Competition for the tooth fairy

You’ve heard of cord blood banks? They operate on the idea that the blood from your child’s umbilical cord can be used later to treat diseases like leukemia, sickle cell and metabolic problems among others. The problem is that it’s generally expensive and the likelihood that you’ll actually need it is difficult to predict. Costs range from $600-$2000 for the initial deposit in a private bank and then there’s a yearly storage fee that hovers around $100. The probability that you’ll need it can be anywhere from 1:1,000 to 1:200,000, depending on who you ask. It’s free to donate to a public cord bank, but there you’re not assured that you’d have access to the blood that you deposited.

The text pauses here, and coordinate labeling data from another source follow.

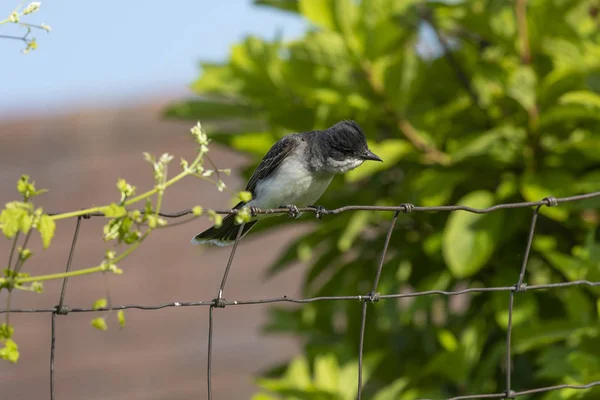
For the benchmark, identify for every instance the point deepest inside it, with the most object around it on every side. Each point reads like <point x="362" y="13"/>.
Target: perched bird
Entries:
<point x="294" y="173"/>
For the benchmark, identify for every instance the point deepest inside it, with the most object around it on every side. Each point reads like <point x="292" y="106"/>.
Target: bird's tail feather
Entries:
<point x="225" y="234"/>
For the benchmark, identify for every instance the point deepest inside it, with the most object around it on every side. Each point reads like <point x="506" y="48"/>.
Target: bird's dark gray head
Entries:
<point x="346" y="146"/>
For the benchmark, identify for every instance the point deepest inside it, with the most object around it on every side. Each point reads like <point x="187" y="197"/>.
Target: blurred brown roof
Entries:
<point x="159" y="354"/>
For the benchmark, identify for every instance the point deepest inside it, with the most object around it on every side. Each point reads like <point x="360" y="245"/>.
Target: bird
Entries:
<point x="294" y="173"/>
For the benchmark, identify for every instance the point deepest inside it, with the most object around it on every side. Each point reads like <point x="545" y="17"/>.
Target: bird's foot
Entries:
<point x="319" y="211"/>
<point x="292" y="210"/>
<point x="254" y="211"/>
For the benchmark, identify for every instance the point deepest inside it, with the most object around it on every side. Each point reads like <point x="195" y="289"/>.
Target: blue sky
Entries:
<point x="106" y="52"/>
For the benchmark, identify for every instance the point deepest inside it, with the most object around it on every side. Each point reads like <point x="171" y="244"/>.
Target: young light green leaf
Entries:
<point x="470" y="239"/>
<point x="447" y="340"/>
<point x="197" y="211"/>
<point x="10" y="351"/>
<point x="245" y="196"/>
<point x="46" y="226"/>
<point x="6" y="331"/>
<point x="114" y="211"/>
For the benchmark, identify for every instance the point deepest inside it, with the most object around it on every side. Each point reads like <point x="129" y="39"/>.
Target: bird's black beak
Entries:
<point x="369" y="155"/>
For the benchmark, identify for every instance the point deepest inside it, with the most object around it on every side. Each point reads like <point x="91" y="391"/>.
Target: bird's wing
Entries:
<point x="272" y="160"/>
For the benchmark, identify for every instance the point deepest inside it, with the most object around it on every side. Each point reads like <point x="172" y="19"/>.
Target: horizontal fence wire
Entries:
<point x="374" y="296"/>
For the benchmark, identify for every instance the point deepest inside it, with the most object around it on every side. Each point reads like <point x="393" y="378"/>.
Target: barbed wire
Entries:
<point x="372" y="297"/>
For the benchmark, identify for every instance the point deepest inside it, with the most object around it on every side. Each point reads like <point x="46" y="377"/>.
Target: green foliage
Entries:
<point x="126" y="228"/>
<point x="510" y="115"/>
<point x="17" y="16"/>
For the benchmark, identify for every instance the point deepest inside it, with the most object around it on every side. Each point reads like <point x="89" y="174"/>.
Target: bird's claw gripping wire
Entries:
<point x="319" y="211"/>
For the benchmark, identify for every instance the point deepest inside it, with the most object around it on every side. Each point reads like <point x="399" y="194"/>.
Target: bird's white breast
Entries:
<point x="292" y="183"/>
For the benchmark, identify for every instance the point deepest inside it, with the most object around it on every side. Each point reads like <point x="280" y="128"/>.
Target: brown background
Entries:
<point x="159" y="354"/>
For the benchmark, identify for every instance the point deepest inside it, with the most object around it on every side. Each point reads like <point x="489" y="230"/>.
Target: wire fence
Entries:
<point x="374" y="296"/>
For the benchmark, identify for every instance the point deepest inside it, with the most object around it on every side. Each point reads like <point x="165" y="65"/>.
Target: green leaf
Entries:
<point x="320" y="13"/>
<point x="207" y="111"/>
<point x="46" y="226"/>
<point x="544" y="333"/>
<point x="522" y="85"/>
<point x="355" y="225"/>
<point x="447" y="340"/>
<point x="581" y="97"/>
<point x="99" y="323"/>
<point x="284" y="5"/>
<point x="470" y="239"/>
<point x="327" y="373"/>
<point x="434" y="187"/>
<point x="100" y="303"/>
<point x="391" y="151"/>
<point x="114" y="211"/>
<point x="393" y="390"/>
<point x="10" y="351"/>
<point x="6" y="331"/>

Now, apparently, there’s a new cheaper option and it’s based here in Austin. BioEden can take your child’s baby teeth and extract stem cells from them that can be used to treat diseases. The cost is somewhat cheaper and for those of us that have kids that were too old or decided to delay the decision, we’ve got another option. I’ve inexplicably been saving my son’s baby teeth as he’s lost them. They’re sitting in a plastic baggie in the top drawer of my dresser. Honestly, I don’t know why I’m saving them. I don’t think I’m shelling out the money on the outside chance that they’ll help later though, especially since we don’t have a history of the types of things it might help. I wonder how long you can keep the teeth and still harvest the cells? I guess you’re SOL once the tooth is out and you haven’t put it in their special ToothSaver solution with ice packs?

Update (2006.07.17): The Statesman wrote a story about this today.